Foreclosure is the legal process by which a lender obtains legal title to real property which secures the loan made by the lender to the borrower.  Our Prescott, AZ lawyer/s assist creditors with foreclosure matters.  In Arizona, loans secured by real property are secured by either a mortgage, an agreement of sale, or more commonly, a deed of trust.

In Arizona, foreclosure is handled by one of two separate methods: a judicial foreclosure or a non-judicial foreclosure.

A default occurs when a borrower fails to pay on time or otherwise fails to perform as agreed.  When a default occurs the lender enforces a legal right to recover the property.  If the loan is secured by a mortgage, a judicial foreclosure is required under Arizona law. A judicial foreclosure is a lawsuit and is best handled by a lawyer experienced in litigation and real estate matters.
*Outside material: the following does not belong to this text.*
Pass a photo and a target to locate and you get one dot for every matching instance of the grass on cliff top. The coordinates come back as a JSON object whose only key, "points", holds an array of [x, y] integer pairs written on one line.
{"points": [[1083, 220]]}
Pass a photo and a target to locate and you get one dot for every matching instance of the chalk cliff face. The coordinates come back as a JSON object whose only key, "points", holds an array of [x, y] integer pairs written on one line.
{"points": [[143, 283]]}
If the loan is secured by a deed of trust, a non-judicial foreclosure process may be used.  This is known as exercising the power of sale.  Many Arizona title and escrow companies handle non-judicial foreclosures.  Sometimes, such as when there is a title problem or when there have been multiple defaults, a judicial foreclosure is appropriate for property where a deed of trust was used.

In a judicial foreclosure, the debtor has a “right of redemption.”  This is the right to recover the property, for a limited period of time, after the judgment has been entered foreclosing the property.  A judicial foreclosure will determine ownership rights and extinguish subordinate liens and encumbrances.
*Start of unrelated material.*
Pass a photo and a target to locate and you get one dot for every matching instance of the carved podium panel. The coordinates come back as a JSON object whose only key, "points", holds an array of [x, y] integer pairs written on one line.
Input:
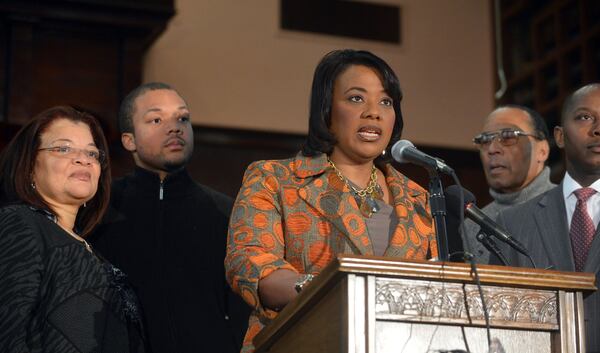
{"points": [[374, 304]]}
A bankruptcy proceeding is often used to stall, delay or prevent a foreclosure.  If the mortgage or deed of trust was validly obtained, a bankruptcy will slow things down but cannot completely prevent a foreclosure.  A lender must obtain permission from the Bankruptcy Court to proceed with a foreclosure.  This permission is obtained by filing a motion to lift the automatic stay.

Foreclosure proceedings are either contested or uncontested.  An uncontested proceeding is one in which neither the debtor(s) nor any subordinate lien holders object to the requested relief.  A contested proceeding is one in which either the debtor(s) or a lien holder objects.  If there is an objection, the necessary evidence must be gathered to overcome the objection.  Sometimes, but not often, a short trial is necessary in order to determine what the facts are.

When a debtor defaults foreclosure proceedings should be initiated without untoward delay.